Gohmert, 66, has spoken about not wearing a mask.

“I don’t have the coronavirus, turns out as of yesterday I’ve never had it. But if I get it, you’ll never see me without a mask,” he told CNN in June.

On Tuesday, Barr testified before the House Judiciary Committee.

Gohmert was in close proximity with Barr at one point without a mask outside the hearing room. He also initially did not have a mask on inside the hearing room, but pulled his mask over his nose following a reminder from House Judiciary Committee Chairman Jerry Nadler (D-N.Y.).

A spokesperson for Barr said today that the attorney general would be tested for the coronavirus following the exposure.

Gohmert has at times worn a facial covering while on Capitol Hill.

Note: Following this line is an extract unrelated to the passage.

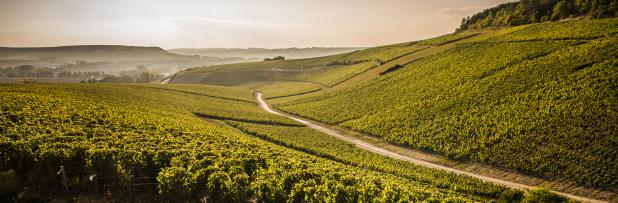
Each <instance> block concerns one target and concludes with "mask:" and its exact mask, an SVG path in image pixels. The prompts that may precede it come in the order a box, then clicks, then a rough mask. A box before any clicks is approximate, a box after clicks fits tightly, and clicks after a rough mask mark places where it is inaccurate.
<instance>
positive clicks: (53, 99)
mask: <svg viewBox="0 0 618 203" xmlns="http://www.w3.org/2000/svg"><path fill="white" fill-rule="evenodd" d="M159 87H165V85H148V86H136V85H104V84H74V85H68V84H66V85H61V84H57V85H48V84H19V85H17V84H3V85H0V90H1V91H0V96H1V97H0V101H1V102H0V120H1V121H2V122H0V132H2V133H1V136H0V146H1V147H0V149H2V154H1V155H2V156H1V158H2V159H1V161H2V162H1V163H2V167H3V168H2V170H3V172H2V173H0V174H1V175H2V176H3V178H4V179H7V180H9V179H10V180H12V181H13V182H15V181H17V182H18V183H16V184H24V185H25V186H28V188H29V189H31V190H32V191H36V192H28V193H24V194H25V196H27V197H24V196H8V197H7V196H3V198H8V199H3V200H7V201H20V198H27V199H29V200H36V199H37V195H41V196H38V197H39V198H42V199H40V200H41V201H44V200H50V199H48V198H54V197H57V193H55V192H54V191H55V190H56V189H60V188H59V185H58V182H57V179H56V172H57V169H58V168H59V167H60V166H66V167H67V168H66V169H67V171H66V173H67V176H68V179H69V188H71V192H70V193H68V195H79V194H83V193H88V192H87V191H88V190H89V188H90V187H91V185H90V184H92V183H89V182H88V180H87V178H85V176H83V175H80V174H82V173H83V174H97V178H99V184H101V185H106V187H105V192H106V193H108V194H111V195H113V196H114V197H117V198H121V197H123V196H124V195H126V187H127V184H128V182H129V180H130V179H129V177H130V176H133V177H156V181H155V184H156V186H157V191H155V193H156V194H157V195H158V196H159V197H160V198H161V199H162V200H165V201H169V202H177V201H178V202H184V201H188V200H194V199H192V198H193V197H196V198H198V197H200V198H201V197H204V196H207V197H208V198H209V200H211V201H234V202H236V201H248V200H250V199H252V198H257V199H258V200H261V201H270V202H280V201H300V200H303V199H304V200H307V201H318V200H328V199H330V200H333V201H335V200H337V201H376V202H392V201H431V200H450V201H459V202H469V201H487V200H490V199H497V198H498V195H499V194H498V193H501V191H506V189H504V188H502V187H497V186H494V185H491V184H486V183H482V182H481V181H479V180H475V179H471V178H467V177H462V176H456V175H452V174H448V173H445V172H441V171H437V170H431V169H426V168H422V167H418V166H414V165H411V164H403V163H401V164H402V165H403V166H401V167H403V168H404V169H406V170H407V169H409V171H407V173H408V174H410V175H409V178H403V179H402V176H401V175H399V174H397V175H394V173H392V172H382V171H381V170H378V169H370V170H367V169H365V168H362V167H360V165H363V166H364V165H367V166H370V165H371V166H375V167H378V166H379V165H380V162H384V163H391V164H393V165H398V163H397V162H396V161H394V160H390V159H387V158H384V157H378V156H376V155H372V154H370V153H367V152H365V154H366V155H367V156H373V157H368V158H366V159H362V158H361V159H358V158H354V159H352V158H351V157H350V162H349V163H342V162H340V161H336V160H333V159H328V158H324V157H323V156H321V155H319V154H314V153H307V152H306V151H302V150H297V149H294V148H290V147H289V146H287V145H279V144H275V143H272V142H267V141H263V139H261V138H260V139H258V138H256V137H254V136H253V135H250V134H247V133H244V132H242V131H239V130H237V129H236V128H231V127H227V126H225V125H216V124H212V123H209V122H204V121H203V119H201V118H199V117H197V116H195V115H194V113H195V112H197V111H204V109H208V110H209V111H210V112H211V113H213V114H215V115H218V116H220V117H227V116H233V117H231V118H243V117H245V115H243V113H240V112H244V113H248V114H249V113H250V114H253V113H255V114H266V113H265V112H259V113H258V112H257V111H256V112H253V110H252V109H258V107H257V106H256V105H253V106H250V105H247V106H244V104H248V102H241V101H235V100H230V99H222V98H215V97H211V96H206V95H201V94H193V93H186V92H193V91H194V92H202V91H208V90H213V92H217V91H221V92H225V91H231V92H232V93H231V94H230V95H227V96H226V95H219V96H221V97H234V95H236V96H238V95H240V94H241V91H232V90H231V89H228V88H221V89H219V90H216V89H217V88H216V87H204V89H200V88H199V87H198V86H175V87H174V88H178V89H179V90H182V91H170V90H169V89H166V88H159ZM185 87H186V88H187V89H186V90H185V89H183V88H185ZM235 102H236V103H235ZM226 106H228V107H226ZM211 108H221V111H219V112H225V111H228V110H233V109H236V110H235V111H236V113H237V114H236V113H235V114H230V113H225V114H218V113H219V112H217V111H214V110H212V109H211ZM224 108H229V109H224ZM211 110H212V111H211ZM250 117H251V118H264V116H263V115H253V116H250ZM223 120H224V121H225V122H227V123H237V124H239V122H234V121H232V120H231V119H223ZM239 125H242V126H241V127H242V128H243V129H245V130H256V131H260V132H262V133H264V135H266V136H270V137H272V138H273V139H279V140H281V142H282V143H289V142H291V141H298V143H300V144H301V145H302V146H303V147H307V149H312V150H323V152H324V153H331V154H335V155H336V156H341V157H343V158H345V156H352V154H351V153H358V150H357V149H355V148H353V147H350V146H346V145H343V146H342V147H343V148H342V149H341V152H342V153H337V152H336V151H334V150H337V149H336V148H333V147H335V145H333V144H328V143H327V145H325V146H328V147H325V148H323V149H322V148H315V147H320V146H319V145H314V144H315V143H316V142H312V141H311V140H310V139H307V138H312V137H313V138H319V139H325V140H326V139H327V138H328V137H327V136H326V135H320V134H318V133H317V132H312V131H307V130H308V128H304V127H282V126H272V125H261V124H251V123H244V122H242V123H241V124H239ZM256 126H257V128H253V127H256ZM262 127H264V128H262ZM261 130H264V131H261ZM297 130H298V131H297ZM295 133H301V134H304V133H307V136H310V137H305V138H303V139H299V140H291V138H292V137H290V136H293V135H295ZM298 136H300V134H299V135H298ZM311 136H312V137H311ZM331 141H333V140H331ZM355 150H356V151H355ZM371 161H376V162H375V163H372V162H371ZM352 162H356V163H359V164H360V165H354V164H350V163H352ZM382 167H383V168H388V167H384V166H382ZM4 171H8V172H4ZM11 171H12V172H11ZM423 174H431V175H430V176H424V175H423ZM5 176H6V177H5ZM15 177H24V178H19V179H15ZM14 179H15V180H14ZM0 184H1V183H0ZM3 187H4V185H3ZM17 190H20V189H19V188H18V189H17ZM17 190H16V192H17ZM153 195H154V194H153ZM21 200H23V199H21Z"/></svg>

But he has been among the handful of GOP lawmakers spotted on the House floor in recent weeks without a mask while mingling with colleagues.

Gohmert also raised eyebrows in March after he returned to the Capitol despite potential exposure to the coronavirus in March while attending the Conservative Political Action Conference.

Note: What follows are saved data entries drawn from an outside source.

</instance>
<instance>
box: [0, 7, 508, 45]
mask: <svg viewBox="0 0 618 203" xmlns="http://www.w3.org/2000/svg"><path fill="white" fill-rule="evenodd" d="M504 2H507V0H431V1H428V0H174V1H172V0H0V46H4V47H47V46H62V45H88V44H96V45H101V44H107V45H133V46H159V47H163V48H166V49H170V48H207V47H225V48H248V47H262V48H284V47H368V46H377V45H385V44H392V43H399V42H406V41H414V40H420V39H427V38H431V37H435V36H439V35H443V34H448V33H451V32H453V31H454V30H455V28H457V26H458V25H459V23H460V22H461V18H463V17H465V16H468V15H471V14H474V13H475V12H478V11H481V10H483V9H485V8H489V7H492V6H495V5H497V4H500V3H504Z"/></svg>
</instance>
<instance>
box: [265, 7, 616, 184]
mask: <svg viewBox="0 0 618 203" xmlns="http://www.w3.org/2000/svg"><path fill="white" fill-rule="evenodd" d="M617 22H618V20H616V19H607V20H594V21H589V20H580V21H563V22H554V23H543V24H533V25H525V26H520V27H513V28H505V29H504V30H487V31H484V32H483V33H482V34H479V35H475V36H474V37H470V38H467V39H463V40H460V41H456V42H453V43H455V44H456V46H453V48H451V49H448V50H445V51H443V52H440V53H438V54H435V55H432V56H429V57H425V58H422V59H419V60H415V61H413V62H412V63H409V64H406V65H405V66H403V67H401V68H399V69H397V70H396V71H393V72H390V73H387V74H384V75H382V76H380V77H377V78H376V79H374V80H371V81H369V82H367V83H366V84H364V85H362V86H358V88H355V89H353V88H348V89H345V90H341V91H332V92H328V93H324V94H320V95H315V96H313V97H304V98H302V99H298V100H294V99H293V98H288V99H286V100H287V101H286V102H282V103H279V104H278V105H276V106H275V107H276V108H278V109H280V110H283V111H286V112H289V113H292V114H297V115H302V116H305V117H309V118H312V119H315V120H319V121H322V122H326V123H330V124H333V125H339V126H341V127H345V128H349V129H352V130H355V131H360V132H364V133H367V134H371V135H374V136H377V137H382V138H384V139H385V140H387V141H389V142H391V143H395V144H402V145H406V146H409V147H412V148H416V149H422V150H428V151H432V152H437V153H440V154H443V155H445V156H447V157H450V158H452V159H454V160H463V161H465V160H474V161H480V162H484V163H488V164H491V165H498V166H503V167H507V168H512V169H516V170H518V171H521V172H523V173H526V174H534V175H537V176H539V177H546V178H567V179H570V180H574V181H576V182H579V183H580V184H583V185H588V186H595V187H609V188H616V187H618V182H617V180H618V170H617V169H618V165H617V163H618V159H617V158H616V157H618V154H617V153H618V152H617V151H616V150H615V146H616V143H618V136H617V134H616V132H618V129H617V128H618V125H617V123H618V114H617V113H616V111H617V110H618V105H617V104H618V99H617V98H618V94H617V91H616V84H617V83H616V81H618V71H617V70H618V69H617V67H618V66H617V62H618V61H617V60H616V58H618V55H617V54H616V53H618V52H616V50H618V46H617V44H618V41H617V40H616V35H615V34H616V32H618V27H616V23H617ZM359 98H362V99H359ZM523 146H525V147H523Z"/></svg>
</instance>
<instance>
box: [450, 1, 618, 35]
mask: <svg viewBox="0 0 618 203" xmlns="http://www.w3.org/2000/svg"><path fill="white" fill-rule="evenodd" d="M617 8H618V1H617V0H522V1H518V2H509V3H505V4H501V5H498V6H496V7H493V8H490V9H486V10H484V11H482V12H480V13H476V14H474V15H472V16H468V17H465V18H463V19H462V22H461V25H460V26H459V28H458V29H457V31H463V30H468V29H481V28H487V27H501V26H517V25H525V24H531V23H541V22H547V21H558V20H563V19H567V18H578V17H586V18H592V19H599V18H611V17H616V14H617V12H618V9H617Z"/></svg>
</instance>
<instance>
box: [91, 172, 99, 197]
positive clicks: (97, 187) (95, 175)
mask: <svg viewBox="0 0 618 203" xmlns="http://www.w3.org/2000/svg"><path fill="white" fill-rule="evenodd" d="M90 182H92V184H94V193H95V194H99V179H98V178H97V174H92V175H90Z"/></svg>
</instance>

Other lawmakers had self-quarantined out of fear of exposure.

Gohmert said at the time that he was cleared by a Centers for Disease Control and Prevention physician to resume business at the Capitol.

The lawmaker represents a state in Texas that has been a hot spot for the coronavirus, having some of the highest case counts in the country.

Rep. Hakeem Jeffries (D-N.Y.), chairman of the House Democratic Caucus, responded to the news of Gohmert’s infection by condemning, more broadly, those Republicans who are still refusing to wear masks as they roam around Capitol Hill.

Those lawmakers, Jeffries charged, are threatening the health of everyone around them simply out of “fealty” to President Trump.

“I’m concerned about the irresponsible behavior of many of the Republicans who have chosen to consistently flout well-established public-health guidance, perhaps out of fealty to their boss, Donald Trump, who is the head of the anti-mask movement in America,” Jeffries told reporters in the Capitol.

Jeffries urged Republicans to “stop politicizing public health guidance and do the right thing.”

“Because they are jeopardizing the safety and well-being of others,” he said.

Gohmert is now the 10th member of Congress with a presumed or confirmed case of COVID-19.

Reps. Joe Cunningham (D-S.C.), Ben McAdams (D-Utah), Mario Diaz-Balart (R-Fla.), Neal Dunn (R-Fla.), Mike Kelly (R-Pa.), Tom Rice (R-S.C.) and Morgan Griffith (R-Va.), as well as Sen. Rand Paul (R-Ky.), have also tested positive for the disease.

House Small Business Committee Chairwoman Nydia Velázquez (D-N.Y.) also said in late March that she had been diagnosed with a “presumed” case after displaying symptoms consistent with COVID-19, but was not officially tested.

Most of the lawmakers who’ve had COVID-19 tested positive in March and April when physical distancing measures to curb spread of the disease had only just begun.

The handful who have come down with COVID-19 since then are all Republicans, some of whom have flouted guidelines like wearing masks.

Griffith tested positive earlier this month only five days after participating in a press conference on Capitol Hill to push for reopening schools for in-person instruction in the fall.

Griffith wore a mask at the event, which took place outdoors, but removed it while speaking at the microphone.

Rice had been among the GOP lawmakers spotted on the House floor in late May without wearing a mask. He told CNN at the time that “I’m socially distancing. I’m staying six feet away from folks.”

House Democrats began requiring face masks at committee hearings in June shortly after Rice’s diagnosis.

Some committee leaders, including House Judiciary Committee Chairman Jerry Nadler (D-N.Y.) and Select Committee on the Coronavirus Crisis Chairman James Clyburn (D-S.C.), have since made it a policy to not grant speaking time to any member not wearing a mask.

Nadler admonished some GOP lawmakers for not wearing masks during the hearing with Barr on Tuesday, including Reps. Jim Jordan (Ohio), Andy Biggs (Ariz.) and Mike Johnson (La.).